Pedro Rodriguez Bateman School
4220 N. Richmond St
Chicago IL 60618
(312) 534-5055


This lesson has been designed for the bilingual kindergarten learner, but
can be used for other grade levels 1st to 3rd.

*The students will recognize sea creatures.
*The students will learn that the sea water is salty, how to extract salt, and
convert seawater into fresh drinking water.
*The students will learn that there are bodies of sea water where the amount of
salt is so great that people float effortlessly in them.
*The students will learn and recognize that sea water has chloride ions.

Materials Needed:

*Group students in 4 or 6
*Mural paper, light blue, cut paper 5 foot long
*Sea creatures stencils

Strategy: Setting the stage

Setting the stage in your classroom to create a sea atmosphere. Have the
students draw and create the ocean using the sea creatures stencils. After the
students have finished, hang the murals created by students around your
classroom. This will prepare a learning atmosphere for the student to learn
about sea creatures and seawater.

Materials Needed:

*Masking tape
*Small plastic bowl
*Plastic bags large enough to hold the bowl
*Sea salt
*Tap water
*Plastic spoons

Strategy: Fresh Water from Sea Water

The light from the sun passes though the clear plastic and heats the
surface of the salty water in the bowl. Although it is a simple process,
extracting fresh water from sea water on a large scale is very costly. Sea
water is first heated then the steam is boiled off and condensed into fresh
water leaving the salt. Group the students in 4 or 6. Have the students cover
the bottom of the bowl with a thin layer of sea salt. Fill the bowl one-half
full with tap water and stir until all the salt is dissolved. Set the bowl
inside the plastic bag and close the opening with masking tape and place the bag
in direct sunlight. After 24 hours open the bag and collect the liquid around
the inside of the plastic bag with a plastic spoon.

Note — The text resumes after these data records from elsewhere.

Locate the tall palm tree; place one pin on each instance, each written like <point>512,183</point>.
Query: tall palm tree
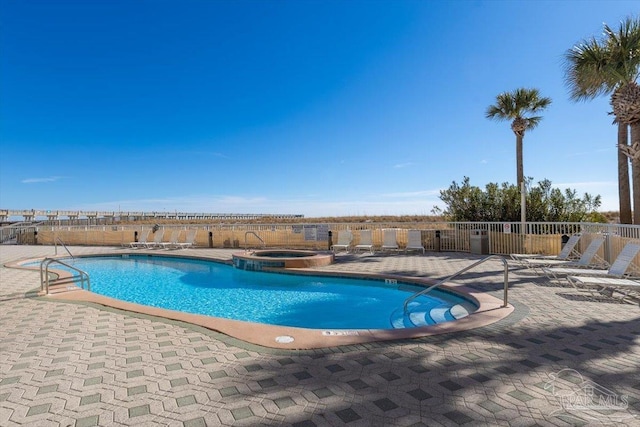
<point>611,66</point>
<point>514,106</point>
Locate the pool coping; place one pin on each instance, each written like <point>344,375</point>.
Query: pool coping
<point>490,310</point>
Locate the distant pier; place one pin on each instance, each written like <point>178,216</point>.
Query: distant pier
<point>32,215</point>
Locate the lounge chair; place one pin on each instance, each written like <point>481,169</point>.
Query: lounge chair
<point>142,241</point>
<point>414,241</point>
<point>618,269</point>
<point>173,240</point>
<point>189,241</point>
<point>568,251</point>
<point>389,241</point>
<point>157,240</point>
<point>588,257</point>
<point>366,242</point>
<point>607,286</point>
<point>345,237</point>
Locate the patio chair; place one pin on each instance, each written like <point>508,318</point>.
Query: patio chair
<point>189,241</point>
<point>588,258</point>
<point>607,286</point>
<point>345,237</point>
<point>366,241</point>
<point>142,241</point>
<point>389,241</point>
<point>568,251</point>
<point>414,241</point>
<point>618,270</point>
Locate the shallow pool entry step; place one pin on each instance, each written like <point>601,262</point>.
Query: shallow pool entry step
<point>419,314</point>
<point>267,259</point>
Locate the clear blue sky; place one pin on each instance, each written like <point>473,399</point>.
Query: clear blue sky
<point>304,107</point>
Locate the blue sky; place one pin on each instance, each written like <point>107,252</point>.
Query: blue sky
<point>321,108</point>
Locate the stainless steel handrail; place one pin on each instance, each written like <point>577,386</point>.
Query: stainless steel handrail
<point>453,276</point>
<point>255,234</point>
<point>55,245</point>
<point>44,274</point>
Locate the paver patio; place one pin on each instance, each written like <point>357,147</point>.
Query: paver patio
<point>549,363</point>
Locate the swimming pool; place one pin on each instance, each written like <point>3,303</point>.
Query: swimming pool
<point>220,290</point>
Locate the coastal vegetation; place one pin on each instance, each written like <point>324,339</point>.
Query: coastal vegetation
<point>611,66</point>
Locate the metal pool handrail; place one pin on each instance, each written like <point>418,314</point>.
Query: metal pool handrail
<point>255,234</point>
<point>59,240</point>
<point>44,274</point>
<point>453,276</point>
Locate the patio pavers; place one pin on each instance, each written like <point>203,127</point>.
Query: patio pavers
<point>64,364</point>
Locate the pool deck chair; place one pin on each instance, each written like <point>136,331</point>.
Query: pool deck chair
<point>189,241</point>
<point>620,267</point>
<point>414,241</point>
<point>142,241</point>
<point>345,237</point>
<point>567,253</point>
<point>389,240</point>
<point>157,240</point>
<point>366,242</point>
<point>608,286</point>
<point>173,240</point>
<point>588,258</point>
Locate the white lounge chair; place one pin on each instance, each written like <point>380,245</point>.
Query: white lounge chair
<point>366,242</point>
<point>607,286</point>
<point>142,240</point>
<point>618,269</point>
<point>389,241</point>
<point>588,257</point>
<point>567,253</point>
<point>157,240</point>
<point>414,241</point>
<point>345,237</point>
<point>189,241</point>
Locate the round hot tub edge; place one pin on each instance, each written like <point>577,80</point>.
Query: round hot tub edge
<point>280,258</point>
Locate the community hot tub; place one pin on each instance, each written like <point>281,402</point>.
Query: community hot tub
<point>260,259</point>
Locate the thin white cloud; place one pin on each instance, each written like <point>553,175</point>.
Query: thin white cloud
<point>403,165</point>
<point>410,203</point>
<point>411,194</point>
<point>38,180</point>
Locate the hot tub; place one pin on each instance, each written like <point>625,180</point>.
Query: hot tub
<point>280,258</point>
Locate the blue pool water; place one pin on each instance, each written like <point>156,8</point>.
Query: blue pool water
<point>220,290</point>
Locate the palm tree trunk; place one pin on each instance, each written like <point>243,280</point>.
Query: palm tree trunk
<point>519,166</point>
<point>624,191</point>
<point>635,172</point>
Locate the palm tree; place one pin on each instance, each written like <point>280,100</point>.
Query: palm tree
<point>612,66</point>
<point>513,106</point>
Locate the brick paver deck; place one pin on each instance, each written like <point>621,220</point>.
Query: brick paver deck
<point>73,364</point>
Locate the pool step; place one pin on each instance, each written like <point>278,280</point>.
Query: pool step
<point>423,315</point>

Have the students taste the liquid collected. The liquid inside the
plastic bag will taste like fresh water.

Materials Needed:

*Group students in 4 or 6
*2 Large glass containers or breakers
*Sea salt, making sea water use 35 grams of salt in 965 grams of fresh water
*2 hard boil eggs
*Fresh water

Strategy: Making a egg float

To demonstrate how salt content is measured by the buoyancy force, as the
salt content of the water increases. The water gets more dense and has greater
buoyancy force, and the fresh water is less dense, and has less buoyancy force.
Float an egg in salt water. After you have made sea water, fill two glasses,
one with fresh water, the other one with sea water. Place an egg in each one of
the glasses. Describe the results to the students.


The egg will rise and float in the sea water and the egg in the fresh
water will sink to the bottom of the glass. This is the result of the buoyancy
force, the density of the water increases.

Materials Needed:

*Fresh water
*Sea salt
*Test tube or plastic clear glass
*Medicine dropper
*Silver nitrate

Strategy: Testing for the Chloride Ion

This is a simple chemical experiment which can be easily done to test sea
water for the chloride ion. Pour 25 to 30 milliliters of water into a test tube
or a plastic cup. Add a few grams (three or four) of sea water. Shake to
dissolve the salt. Cautiously add two to three drop of silver nitrate do not
shake or stir.


The silver nitrate will react with the sea water and will turn milkly white
if chloride ions are present in the sea water.

Performance Assessment:

Students should be able to:

*Answer oral questions.
*Observe the changes taking place in the experiments.